Acórdão do Tribunal da Relação de Lisboa
Processo:
286/09.5T2AMD-B.L1-1
Relator: ANTÓNIO SANTOS
Descritores: EXPROPRIAÇÃO
PRINCÍPIO DO CONTRADITÓRIO
NULIDADE PROCESSUAL
DECISÃO JUDICIAL
RECURSO
RECLAMAÇÃO
Nº do Documento: RL
Data do Acordão: 01/11/2011
Votação: UNANIMIDADE
Texto Integral: S
Meio Processual: APELAÇÃO
Decisão: NÃO CONHECIMENTO DO RECURSO
Sumário: I - A violação do disposto no nº 3 do artigo 3º do Cód. de Proc. Civil, integrando a violação do princípio do contraditório, é susceptível de consubstanciar a prática de uma nulidade processual, quando a subjacente irregularidade cometida se mostre capaz de influir no exame ou decisão da causa.
II - A apontada nulidade não é susceptível de ser conhecida oficiosamente, razão porque se tem por sanada se não for invocada pelo interessado no prazo de 10 dias, após a respectiva intervenção em algum acto praticado no processo ( cfr. artigos 201º, 203º, nº 1 e 205º, nº 1, do CPC).

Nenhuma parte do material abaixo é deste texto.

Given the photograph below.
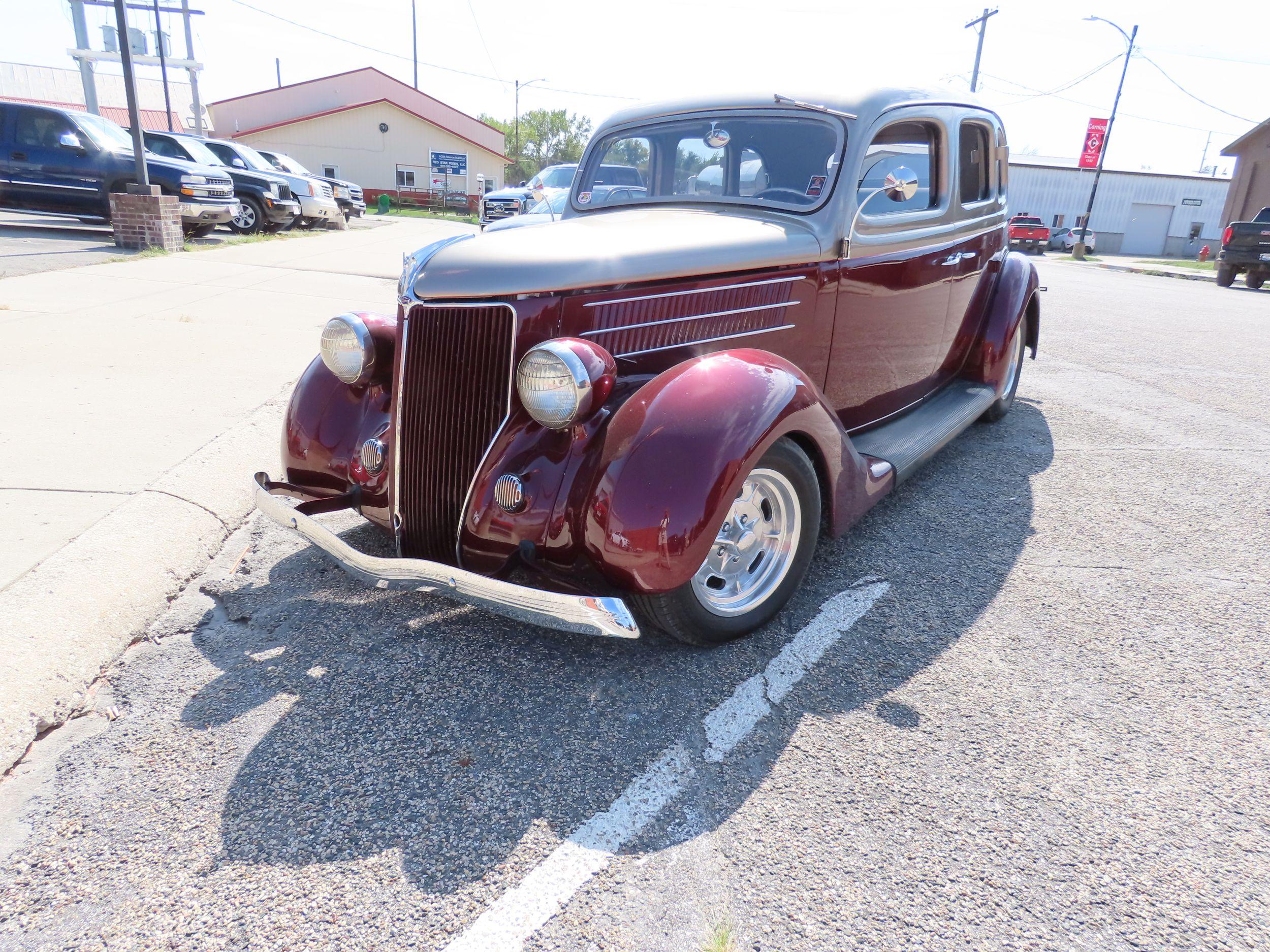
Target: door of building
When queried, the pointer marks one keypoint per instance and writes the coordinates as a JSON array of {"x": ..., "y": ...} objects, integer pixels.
[{"x": 1147, "y": 229}]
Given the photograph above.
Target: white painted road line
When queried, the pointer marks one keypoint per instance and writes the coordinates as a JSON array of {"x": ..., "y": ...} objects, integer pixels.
[{"x": 527, "y": 907}]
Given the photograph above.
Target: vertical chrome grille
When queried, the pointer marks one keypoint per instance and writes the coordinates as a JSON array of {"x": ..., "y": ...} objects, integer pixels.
[{"x": 454, "y": 397}]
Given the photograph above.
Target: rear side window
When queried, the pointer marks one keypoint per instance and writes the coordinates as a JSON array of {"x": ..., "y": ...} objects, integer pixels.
[
  {"x": 973, "y": 163},
  {"x": 912, "y": 145}
]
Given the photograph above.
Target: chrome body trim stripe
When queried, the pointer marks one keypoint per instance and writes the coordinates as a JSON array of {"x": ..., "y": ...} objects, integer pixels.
[
  {"x": 699, "y": 291},
  {"x": 705, "y": 341},
  {"x": 590, "y": 615},
  {"x": 690, "y": 318}
]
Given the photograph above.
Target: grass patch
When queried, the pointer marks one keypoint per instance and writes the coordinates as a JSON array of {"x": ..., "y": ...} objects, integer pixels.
[
  {"x": 723, "y": 938},
  {"x": 1183, "y": 263},
  {"x": 428, "y": 214}
]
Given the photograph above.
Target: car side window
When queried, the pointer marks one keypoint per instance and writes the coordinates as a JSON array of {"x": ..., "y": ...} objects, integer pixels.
[
  {"x": 37, "y": 128},
  {"x": 913, "y": 145},
  {"x": 973, "y": 155}
]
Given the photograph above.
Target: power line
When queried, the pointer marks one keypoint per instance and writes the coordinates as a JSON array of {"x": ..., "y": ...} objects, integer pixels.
[
  {"x": 407, "y": 59},
  {"x": 1189, "y": 93}
]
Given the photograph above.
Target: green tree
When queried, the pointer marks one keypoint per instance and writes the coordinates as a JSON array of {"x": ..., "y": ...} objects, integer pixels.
[{"x": 548, "y": 138}]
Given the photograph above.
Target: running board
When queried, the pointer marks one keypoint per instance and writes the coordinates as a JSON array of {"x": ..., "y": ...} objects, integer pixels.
[{"x": 910, "y": 441}]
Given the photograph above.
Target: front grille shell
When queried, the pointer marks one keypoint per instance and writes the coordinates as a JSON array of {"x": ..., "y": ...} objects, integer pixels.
[{"x": 454, "y": 397}]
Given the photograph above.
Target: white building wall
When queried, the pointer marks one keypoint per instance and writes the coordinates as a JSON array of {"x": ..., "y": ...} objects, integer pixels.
[
  {"x": 352, "y": 141},
  {"x": 1048, "y": 191}
]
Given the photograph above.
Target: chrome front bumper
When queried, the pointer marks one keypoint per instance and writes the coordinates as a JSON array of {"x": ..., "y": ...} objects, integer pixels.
[{"x": 582, "y": 613}]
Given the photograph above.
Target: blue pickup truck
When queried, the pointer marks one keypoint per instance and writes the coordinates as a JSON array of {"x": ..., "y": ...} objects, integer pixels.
[{"x": 61, "y": 161}]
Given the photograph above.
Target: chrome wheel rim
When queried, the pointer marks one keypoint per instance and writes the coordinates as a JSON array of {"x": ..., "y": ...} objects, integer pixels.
[
  {"x": 755, "y": 547},
  {"x": 1017, "y": 362}
]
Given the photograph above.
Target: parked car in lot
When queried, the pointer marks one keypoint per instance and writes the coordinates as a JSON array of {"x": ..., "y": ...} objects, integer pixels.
[
  {"x": 265, "y": 199},
  {"x": 1029, "y": 233},
  {"x": 1066, "y": 239},
  {"x": 61, "y": 161},
  {"x": 348, "y": 194},
  {"x": 316, "y": 197},
  {"x": 1245, "y": 248},
  {"x": 506, "y": 202},
  {"x": 638, "y": 415}
]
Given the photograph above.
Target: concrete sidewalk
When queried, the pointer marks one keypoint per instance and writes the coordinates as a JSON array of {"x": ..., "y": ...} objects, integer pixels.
[{"x": 134, "y": 391}]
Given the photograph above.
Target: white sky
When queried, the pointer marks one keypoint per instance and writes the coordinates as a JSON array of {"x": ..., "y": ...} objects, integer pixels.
[{"x": 661, "y": 49}]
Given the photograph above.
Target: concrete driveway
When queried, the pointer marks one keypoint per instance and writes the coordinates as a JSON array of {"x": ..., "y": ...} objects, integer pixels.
[{"x": 1022, "y": 706}]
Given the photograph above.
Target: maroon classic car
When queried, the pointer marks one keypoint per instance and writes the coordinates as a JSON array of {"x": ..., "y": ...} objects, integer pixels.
[{"x": 646, "y": 413}]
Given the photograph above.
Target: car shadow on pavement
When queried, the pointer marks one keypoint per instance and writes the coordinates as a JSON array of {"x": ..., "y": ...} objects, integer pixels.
[{"x": 454, "y": 735}]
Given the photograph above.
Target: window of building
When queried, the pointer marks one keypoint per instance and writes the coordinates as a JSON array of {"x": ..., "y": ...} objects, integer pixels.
[
  {"x": 912, "y": 145},
  {"x": 973, "y": 163}
]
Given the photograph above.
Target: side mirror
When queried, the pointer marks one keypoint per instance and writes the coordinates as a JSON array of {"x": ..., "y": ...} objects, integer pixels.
[{"x": 900, "y": 186}]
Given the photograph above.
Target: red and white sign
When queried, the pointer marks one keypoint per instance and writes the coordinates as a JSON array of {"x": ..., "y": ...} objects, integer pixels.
[{"x": 1094, "y": 138}]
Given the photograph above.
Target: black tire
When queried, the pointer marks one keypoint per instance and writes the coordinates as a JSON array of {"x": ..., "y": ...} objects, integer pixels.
[
  {"x": 1002, "y": 404},
  {"x": 681, "y": 613},
  {"x": 250, "y": 217}
]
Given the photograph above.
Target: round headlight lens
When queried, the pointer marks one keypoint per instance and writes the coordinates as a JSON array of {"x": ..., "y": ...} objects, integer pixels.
[
  {"x": 347, "y": 348},
  {"x": 562, "y": 381}
]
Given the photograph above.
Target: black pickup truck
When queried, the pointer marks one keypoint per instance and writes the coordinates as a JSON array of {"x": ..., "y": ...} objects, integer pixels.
[
  {"x": 60, "y": 161},
  {"x": 1245, "y": 248}
]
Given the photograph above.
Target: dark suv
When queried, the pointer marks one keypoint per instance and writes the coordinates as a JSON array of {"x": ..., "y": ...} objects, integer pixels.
[
  {"x": 68, "y": 163},
  {"x": 266, "y": 200}
]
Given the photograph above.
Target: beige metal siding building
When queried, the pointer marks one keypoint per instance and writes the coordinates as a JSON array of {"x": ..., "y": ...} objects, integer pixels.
[{"x": 366, "y": 127}]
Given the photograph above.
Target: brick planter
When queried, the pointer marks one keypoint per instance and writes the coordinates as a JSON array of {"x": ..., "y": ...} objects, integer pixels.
[{"x": 144, "y": 217}]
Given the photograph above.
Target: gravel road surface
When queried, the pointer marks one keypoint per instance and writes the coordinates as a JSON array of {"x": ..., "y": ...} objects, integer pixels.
[{"x": 1022, "y": 706}]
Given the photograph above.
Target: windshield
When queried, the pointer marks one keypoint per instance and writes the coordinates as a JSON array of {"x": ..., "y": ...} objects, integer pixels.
[
  {"x": 105, "y": 133},
  {"x": 200, "y": 153},
  {"x": 558, "y": 177},
  {"x": 289, "y": 164},
  {"x": 766, "y": 160},
  {"x": 550, "y": 205}
]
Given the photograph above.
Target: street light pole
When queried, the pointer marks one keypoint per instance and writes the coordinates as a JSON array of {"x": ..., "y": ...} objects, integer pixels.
[
  {"x": 978, "y": 51},
  {"x": 1078, "y": 249}
]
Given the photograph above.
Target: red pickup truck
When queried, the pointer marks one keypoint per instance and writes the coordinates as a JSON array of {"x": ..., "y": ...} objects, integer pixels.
[{"x": 1028, "y": 232}]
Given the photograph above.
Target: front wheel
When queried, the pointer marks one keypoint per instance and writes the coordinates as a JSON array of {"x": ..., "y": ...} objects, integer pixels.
[{"x": 757, "y": 560}]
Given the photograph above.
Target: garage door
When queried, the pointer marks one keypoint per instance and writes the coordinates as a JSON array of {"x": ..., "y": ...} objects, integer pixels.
[{"x": 1147, "y": 230}]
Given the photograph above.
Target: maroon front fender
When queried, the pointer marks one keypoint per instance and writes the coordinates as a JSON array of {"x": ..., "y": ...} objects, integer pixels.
[
  {"x": 1014, "y": 295},
  {"x": 676, "y": 453}
]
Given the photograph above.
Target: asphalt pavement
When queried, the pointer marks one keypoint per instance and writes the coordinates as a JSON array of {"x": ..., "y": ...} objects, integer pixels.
[{"x": 1022, "y": 706}]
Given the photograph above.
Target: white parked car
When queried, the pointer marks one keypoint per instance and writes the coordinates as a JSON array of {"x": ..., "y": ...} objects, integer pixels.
[{"x": 1066, "y": 239}]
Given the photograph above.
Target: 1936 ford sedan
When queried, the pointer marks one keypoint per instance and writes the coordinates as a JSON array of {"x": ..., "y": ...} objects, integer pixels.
[{"x": 647, "y": 412}]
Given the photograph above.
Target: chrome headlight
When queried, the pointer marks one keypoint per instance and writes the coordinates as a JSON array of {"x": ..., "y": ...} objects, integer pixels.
[
  {"x": 564, "y": 380},
  {"x": 347, "y": 348}
]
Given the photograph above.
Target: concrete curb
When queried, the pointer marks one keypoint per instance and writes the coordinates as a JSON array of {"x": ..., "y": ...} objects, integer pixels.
[{"x": 69, "y": 617}]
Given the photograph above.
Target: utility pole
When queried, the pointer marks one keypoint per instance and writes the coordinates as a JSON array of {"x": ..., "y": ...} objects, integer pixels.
[
  {"x": 163, "y": 67},
  {"x": 981, "y": 24},
  {"x": 1078, "y": 250},
  {"x": 130, "y": 88}
]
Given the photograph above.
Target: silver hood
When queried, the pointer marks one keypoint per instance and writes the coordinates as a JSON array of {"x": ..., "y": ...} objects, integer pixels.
[{"x": 598, "y": 249}]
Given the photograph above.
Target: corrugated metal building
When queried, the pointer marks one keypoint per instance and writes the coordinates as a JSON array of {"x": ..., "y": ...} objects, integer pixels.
[
  {"x": 366, "y": 127},
  {"x": 1136, "y": 212}
]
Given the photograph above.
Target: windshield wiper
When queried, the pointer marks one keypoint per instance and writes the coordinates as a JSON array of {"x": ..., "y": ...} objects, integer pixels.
[{"x": 817, "y": 107}]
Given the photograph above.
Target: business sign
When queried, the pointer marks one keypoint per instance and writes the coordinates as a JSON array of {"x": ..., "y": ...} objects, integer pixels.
[
  {"x": 1094, "y": 139},
  {"x": 449, "y": 163}
]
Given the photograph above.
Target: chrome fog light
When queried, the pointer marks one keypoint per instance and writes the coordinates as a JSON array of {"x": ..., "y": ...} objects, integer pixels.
[{"x": 374, "y": 455}]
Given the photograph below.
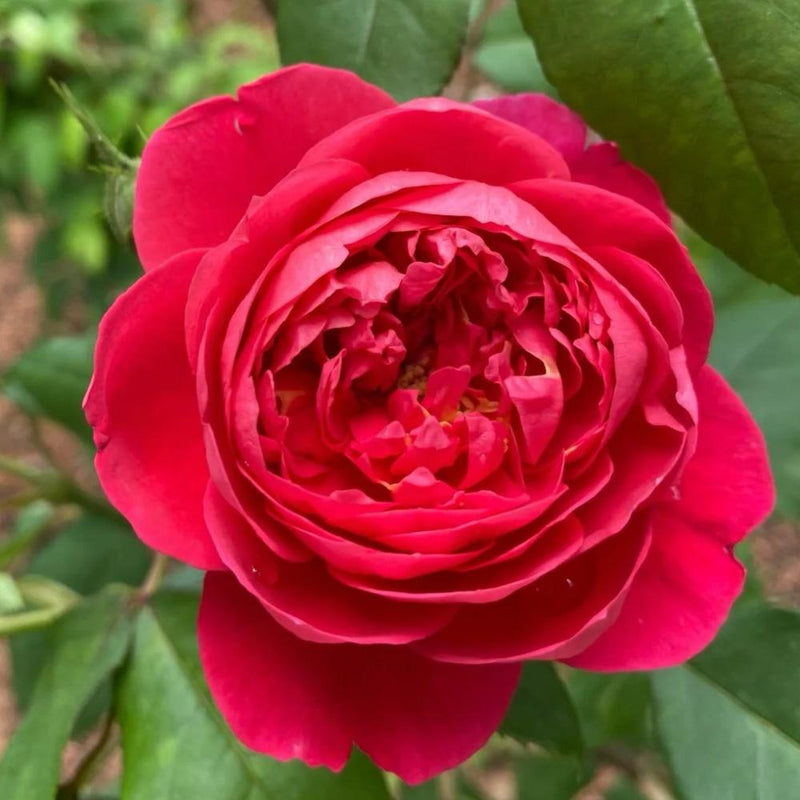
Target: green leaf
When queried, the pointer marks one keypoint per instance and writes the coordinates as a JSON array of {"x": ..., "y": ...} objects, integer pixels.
[
  {"x": 550, "y": 777},
  {"x": 408, "y": 47},
  {"x": 729, "y": 719},
  {"x": 704, "y": 95},
  {"x": 50, "y": 380},
  {"x": 542, "y": 711},
  {"x": 91, "y": 642},
  {"x": 507, "y": 56},
  {"x": 756, "y": 347},
  {"x": 86, "y": 555},
  {"x": 612, "y": 708},
  {"x": 180, "y": 746}
]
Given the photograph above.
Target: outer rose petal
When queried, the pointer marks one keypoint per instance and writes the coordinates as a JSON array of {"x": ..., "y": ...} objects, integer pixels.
[
  {"x": 727, "y": 487},
  {"x": 601, "y": 165},
  {"x": 295, "y": 699},
  {"x": 677, "y": 602},
  {"x": 200, "y": 170},
  {"x": 433, "y": 134},
  {"x": 689, "y": 580},
  {"x": 545, "y": 117},
  {"x": 142, "y": 405}
]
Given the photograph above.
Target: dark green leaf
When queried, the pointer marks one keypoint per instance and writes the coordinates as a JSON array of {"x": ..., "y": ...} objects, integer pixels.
[
  {"x": 730, "y": 719},
  {"x": 542, "y": 711},
  {"x": 550, "y": 777},
  {"x": 51, "y": 379},
  {"x": 180, "y": 747},
  {"x": 88, "y": 554},
  {"x": 507, "y": 56},
  {"x": 612, "y": 708},
  {"x": 756, "y": 347},
  {"x": 408, "y": 47},
  {"x": 704, "y": 95},
  {"x": 90, "y": 643}
]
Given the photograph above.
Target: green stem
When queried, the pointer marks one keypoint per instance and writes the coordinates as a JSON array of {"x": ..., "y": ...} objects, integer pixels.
[
  {"x": 107, "y": 152},
  {"x": 50, "y": 599}
]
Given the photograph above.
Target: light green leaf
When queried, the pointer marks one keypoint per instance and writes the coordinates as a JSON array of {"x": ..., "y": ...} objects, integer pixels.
[
  {"x": 542, "y": 711},
  {"x": 29, "y": 524},
  {"x": 180, "y": 747},
  {"x": 408, "y": 47},
  {"x": 612, "y": 707},
  {"x": 50, "y": 380},
  {"x": 550, "y": 777},
  {"x": 91, "y": 642},
  {"x": 730, "y": 718},
  {"x": 86, "y": 555},
  {"x": 10, "y": 596},
  {"x": 507, "y": 57},
  {"x": 705, "y": 95}
]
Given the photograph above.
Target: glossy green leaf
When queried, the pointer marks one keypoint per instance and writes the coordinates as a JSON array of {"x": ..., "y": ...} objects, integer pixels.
[
  {"x": 408, "y": 47},
  {"x": 705, "y": 95},
  {"x": 507, "y": 57},
  {"x": 550, "y": 777},
  {"x": 180, "y": 746},
  {"x": 730, "y": 718},
  {"x": 50, "y": 380},
  {"x": 612, "y": 707},
  {"x": 90, "y": 643},
  {"x": 86, "y": 555},
  {"x": 756, "y": 347},
  {"x": 542, "y": 711}
]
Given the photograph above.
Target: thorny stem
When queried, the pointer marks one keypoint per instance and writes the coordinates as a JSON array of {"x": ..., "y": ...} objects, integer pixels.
[{"x": 107, "y": 152}]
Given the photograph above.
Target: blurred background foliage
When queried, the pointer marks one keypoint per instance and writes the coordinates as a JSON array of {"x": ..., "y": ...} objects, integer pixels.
[{"x": 131, "y": 64}]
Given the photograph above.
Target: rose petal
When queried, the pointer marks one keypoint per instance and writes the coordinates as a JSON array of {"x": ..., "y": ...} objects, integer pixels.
[
  {"x": 545, "y": 117},
  {"x": 296, "y": 699},
  {"x": 676, "y": 603},
  {"x": 142, "y": 405},
  {"x": 727, "y": 487},
  {"x": 601, "y": 165},
  {"x": 200, "y": 170}
]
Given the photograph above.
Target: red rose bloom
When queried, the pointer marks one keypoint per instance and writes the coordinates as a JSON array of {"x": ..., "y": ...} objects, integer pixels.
[{"x": 423, "y": 388}]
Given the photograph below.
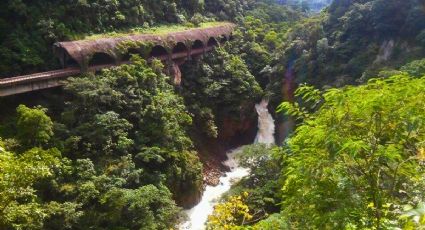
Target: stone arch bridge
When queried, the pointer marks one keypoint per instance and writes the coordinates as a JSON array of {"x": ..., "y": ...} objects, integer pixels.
[{"x": 76, "y": 57}]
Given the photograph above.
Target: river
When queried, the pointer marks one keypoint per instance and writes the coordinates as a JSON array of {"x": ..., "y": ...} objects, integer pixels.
[{"x": 198, "y": 215}]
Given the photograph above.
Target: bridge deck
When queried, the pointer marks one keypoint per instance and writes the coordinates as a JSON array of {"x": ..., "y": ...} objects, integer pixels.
[{"x": 7, "y": 84}]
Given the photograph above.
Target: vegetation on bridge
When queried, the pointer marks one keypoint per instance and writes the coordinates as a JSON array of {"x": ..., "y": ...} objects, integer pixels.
[{"x": 122, "y": 149}]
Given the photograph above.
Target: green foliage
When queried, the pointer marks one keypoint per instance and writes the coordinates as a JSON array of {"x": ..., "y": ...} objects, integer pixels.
[
  {"x": 133, "y": 109},
  {"x": 230, "y": 214},
  {"x": 20, "y": 205},
  {"x": 33, "y": 127},
  {"x": 415, "y": 68},
  {"x": 217, "y": 87}
]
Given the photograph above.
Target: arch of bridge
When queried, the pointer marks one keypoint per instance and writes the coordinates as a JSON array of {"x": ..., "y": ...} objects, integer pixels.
[{"x": 82, "y": 51}]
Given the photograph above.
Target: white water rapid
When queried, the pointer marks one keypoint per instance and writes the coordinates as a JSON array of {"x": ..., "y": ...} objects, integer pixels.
[{"x": 198, "y": 215}]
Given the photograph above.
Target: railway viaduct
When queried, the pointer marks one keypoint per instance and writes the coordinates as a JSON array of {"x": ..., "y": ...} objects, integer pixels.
[{"x": 92, "y": 55}]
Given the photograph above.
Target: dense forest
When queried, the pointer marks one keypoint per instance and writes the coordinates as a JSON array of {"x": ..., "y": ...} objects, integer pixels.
[{"x": 126, "y": 148}]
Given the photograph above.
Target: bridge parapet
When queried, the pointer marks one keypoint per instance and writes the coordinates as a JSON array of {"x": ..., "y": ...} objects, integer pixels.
[{"x": 113, "y": 50}]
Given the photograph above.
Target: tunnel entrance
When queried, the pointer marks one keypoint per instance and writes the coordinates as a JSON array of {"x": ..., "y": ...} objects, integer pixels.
[
  {"x": 101, "y": 59},
  {"x": 198, "y": 45},
  {"x": 212, "y": 42},
  {"x": 158, "y": 52},
  {"x": 130, "y": 52},
  {"x": 179, "y": 48}
]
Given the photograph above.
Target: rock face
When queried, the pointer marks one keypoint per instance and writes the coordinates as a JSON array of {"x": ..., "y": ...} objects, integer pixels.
[{"x": 212, "y": 151}]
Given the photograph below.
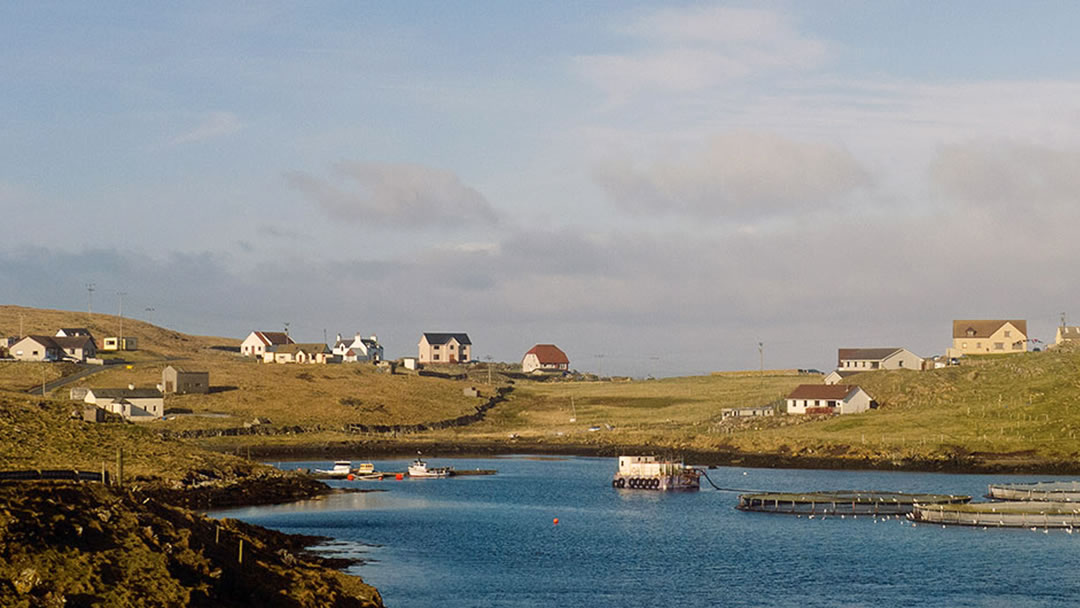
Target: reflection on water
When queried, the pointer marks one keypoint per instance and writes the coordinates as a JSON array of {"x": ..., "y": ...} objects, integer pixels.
[{"x": 493, "y": 541}]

III - Estando todavia a nulidade decorrente da violação do principio do contraditório coberta por uma decisão judicial, a respectiva arguição deverá porém verificar-se em sede de impugnação/recurso interposto desta mesma decisão, e caso relativamente à mesma se mostrem reunidos os necessários pressupostos recursórios do artº 678º do CPC ;
IV - O que à parte está vedado é, relativamente a uma mesma decisão judicial que, pretensamente e em violação ao princípio do contraditório, conheceu de questão que não deveria conhecer, através de requerimento autónomo invocar/reclamar a sua nulidade ( e interpondo eventualmente recurso da respectiva decisão) e , concomitantemente, da mesma interpor recurso de apelação.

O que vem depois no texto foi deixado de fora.